Bookless readers, readerless books: Library lover shelved
Serendipity gets lost in renovation on the downtown library building
— reported by the Houston Chronicle
The library has launched a $14.9 million renovation of its central downtown building.
Earlier this month, the library closed two of its four floors normally open to the public. Books from major portions of the collection — arts, science, social sciences, business — can no longer be browsed. Rather, we must request specific titles from already overworked librarians.
Cutting off direct access to part of the collection compounds a problem that already existed at the main Houston library. Many books, especially older titles (older than a decade or so, that is), are placed in “stacks”; that is, they are shelved on floors without public access. The thinking seems to be, if we have limited space, let’s devote it to new books, not good, important, enduring or useful books.
The entire Central Library will close on April 3, “and is expected to reopen by the end of 2007,” according to the carefully hedged language of a library press release. “For full library service during the renovation, library customers are encouraged to use their neighborhood libraries.”

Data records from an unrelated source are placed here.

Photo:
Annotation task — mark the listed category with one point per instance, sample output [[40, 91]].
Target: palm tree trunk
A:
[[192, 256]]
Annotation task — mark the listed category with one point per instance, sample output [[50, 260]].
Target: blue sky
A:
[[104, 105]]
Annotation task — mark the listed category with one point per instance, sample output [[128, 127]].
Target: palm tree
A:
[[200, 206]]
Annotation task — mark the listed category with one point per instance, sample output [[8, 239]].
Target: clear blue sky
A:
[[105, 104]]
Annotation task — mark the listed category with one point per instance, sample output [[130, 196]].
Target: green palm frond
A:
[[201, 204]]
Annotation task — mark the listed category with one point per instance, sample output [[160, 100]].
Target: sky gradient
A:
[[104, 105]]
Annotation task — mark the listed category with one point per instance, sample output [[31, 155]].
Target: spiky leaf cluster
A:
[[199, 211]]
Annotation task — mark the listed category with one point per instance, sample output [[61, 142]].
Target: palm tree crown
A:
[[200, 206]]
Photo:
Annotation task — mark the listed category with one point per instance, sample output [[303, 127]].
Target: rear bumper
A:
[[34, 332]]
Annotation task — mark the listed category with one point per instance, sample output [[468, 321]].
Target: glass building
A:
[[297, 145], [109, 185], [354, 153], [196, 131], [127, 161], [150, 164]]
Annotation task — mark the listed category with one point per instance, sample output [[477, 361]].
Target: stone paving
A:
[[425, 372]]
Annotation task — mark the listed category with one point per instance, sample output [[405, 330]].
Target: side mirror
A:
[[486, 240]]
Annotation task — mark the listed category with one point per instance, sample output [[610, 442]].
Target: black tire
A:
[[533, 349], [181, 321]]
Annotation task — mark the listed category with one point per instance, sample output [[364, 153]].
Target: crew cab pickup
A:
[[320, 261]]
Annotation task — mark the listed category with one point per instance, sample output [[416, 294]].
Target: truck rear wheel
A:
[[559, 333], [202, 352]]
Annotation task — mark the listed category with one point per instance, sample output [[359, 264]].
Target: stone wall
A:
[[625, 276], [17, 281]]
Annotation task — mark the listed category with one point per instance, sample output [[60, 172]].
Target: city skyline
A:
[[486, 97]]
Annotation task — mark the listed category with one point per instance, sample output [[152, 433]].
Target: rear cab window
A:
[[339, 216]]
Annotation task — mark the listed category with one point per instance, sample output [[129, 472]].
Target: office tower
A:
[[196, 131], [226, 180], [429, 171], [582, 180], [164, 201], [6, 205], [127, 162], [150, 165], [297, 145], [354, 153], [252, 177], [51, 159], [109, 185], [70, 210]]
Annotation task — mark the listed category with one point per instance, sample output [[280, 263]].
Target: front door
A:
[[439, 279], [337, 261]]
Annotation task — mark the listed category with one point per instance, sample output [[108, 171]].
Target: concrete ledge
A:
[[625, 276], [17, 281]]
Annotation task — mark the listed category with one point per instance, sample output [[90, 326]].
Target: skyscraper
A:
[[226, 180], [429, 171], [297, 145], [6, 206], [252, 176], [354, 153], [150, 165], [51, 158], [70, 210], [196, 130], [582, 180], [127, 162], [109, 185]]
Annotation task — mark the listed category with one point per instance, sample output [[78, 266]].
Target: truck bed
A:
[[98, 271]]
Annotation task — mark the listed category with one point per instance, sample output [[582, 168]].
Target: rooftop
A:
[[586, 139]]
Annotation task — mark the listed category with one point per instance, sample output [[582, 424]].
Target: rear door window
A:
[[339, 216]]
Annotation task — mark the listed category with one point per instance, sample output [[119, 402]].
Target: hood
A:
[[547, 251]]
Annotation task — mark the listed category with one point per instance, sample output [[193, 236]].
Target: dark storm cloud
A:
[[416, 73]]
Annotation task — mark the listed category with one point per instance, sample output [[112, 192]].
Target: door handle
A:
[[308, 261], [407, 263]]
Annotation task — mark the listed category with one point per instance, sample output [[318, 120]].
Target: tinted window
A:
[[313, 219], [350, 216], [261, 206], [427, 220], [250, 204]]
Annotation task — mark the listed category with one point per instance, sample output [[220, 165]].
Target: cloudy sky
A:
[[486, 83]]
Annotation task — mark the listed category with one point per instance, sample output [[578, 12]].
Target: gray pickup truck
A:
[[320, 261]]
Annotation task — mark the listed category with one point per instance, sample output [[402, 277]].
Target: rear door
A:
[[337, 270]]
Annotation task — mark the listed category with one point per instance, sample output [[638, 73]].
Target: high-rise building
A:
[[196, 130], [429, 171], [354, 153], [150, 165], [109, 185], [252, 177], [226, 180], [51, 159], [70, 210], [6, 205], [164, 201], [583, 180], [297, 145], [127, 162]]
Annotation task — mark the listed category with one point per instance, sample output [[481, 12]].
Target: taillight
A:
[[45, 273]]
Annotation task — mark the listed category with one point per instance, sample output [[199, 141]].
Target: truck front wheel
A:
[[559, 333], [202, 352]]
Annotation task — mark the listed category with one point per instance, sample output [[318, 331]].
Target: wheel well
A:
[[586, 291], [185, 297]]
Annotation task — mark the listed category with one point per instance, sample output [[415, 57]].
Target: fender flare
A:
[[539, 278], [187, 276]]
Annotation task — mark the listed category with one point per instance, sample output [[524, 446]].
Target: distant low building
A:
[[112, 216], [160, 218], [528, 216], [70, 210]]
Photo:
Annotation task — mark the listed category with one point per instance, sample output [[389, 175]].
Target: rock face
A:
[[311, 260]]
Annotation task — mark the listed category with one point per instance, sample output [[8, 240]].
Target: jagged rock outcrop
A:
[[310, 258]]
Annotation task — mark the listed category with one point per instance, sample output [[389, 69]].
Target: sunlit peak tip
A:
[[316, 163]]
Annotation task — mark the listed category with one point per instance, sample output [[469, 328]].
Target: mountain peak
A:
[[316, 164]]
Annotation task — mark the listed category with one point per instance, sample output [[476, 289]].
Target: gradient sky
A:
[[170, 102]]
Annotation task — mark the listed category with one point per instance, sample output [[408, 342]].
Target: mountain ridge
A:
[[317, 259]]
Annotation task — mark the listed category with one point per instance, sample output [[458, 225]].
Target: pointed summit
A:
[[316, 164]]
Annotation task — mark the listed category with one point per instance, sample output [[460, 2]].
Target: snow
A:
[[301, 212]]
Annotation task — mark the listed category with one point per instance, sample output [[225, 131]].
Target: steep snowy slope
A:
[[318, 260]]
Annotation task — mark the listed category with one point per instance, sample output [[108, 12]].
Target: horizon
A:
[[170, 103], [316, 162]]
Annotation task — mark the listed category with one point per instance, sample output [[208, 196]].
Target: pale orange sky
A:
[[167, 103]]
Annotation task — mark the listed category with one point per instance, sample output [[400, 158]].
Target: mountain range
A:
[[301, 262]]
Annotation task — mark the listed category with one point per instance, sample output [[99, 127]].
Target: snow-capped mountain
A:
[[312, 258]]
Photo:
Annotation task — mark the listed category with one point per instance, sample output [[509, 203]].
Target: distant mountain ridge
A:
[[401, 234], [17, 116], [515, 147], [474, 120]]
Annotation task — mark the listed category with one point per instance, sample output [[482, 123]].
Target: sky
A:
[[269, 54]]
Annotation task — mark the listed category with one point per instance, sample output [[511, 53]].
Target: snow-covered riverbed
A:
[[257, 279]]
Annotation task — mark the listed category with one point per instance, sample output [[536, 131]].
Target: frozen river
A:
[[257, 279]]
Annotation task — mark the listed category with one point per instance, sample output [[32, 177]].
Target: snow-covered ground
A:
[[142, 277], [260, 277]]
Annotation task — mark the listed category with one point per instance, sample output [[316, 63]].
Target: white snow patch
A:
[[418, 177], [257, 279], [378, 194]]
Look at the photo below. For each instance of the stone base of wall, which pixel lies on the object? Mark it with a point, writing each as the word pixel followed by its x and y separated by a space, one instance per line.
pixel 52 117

There are 36 such branch libraries in the city, all with small collections weighted toward the new and popular. Again, I don’t want to mislead: I will still be able to get the books I wish to read, but that will take more time and I will receive only the specific titles I request, nothing discovered by random good fortune. Interlibrary loan will remain, and it is a blessing. The Houston library has located books for me from collections as far away as Indiana and Arizona, as well as cities and universities all over Texas.
“Improvements and changes will be made to public services, creating a better library experience,” the press release assures us. There’s no mention in it of more books being added to the collection, which would seem to be a library’s principal obligation. Rather, not surprisingly, most of the money will be spent providing patrons with “access to state of the art technology.” Translation: more computers in a library where most computer screens, based on my frequent observation, are occupied by solitaire and other games, not scholarship.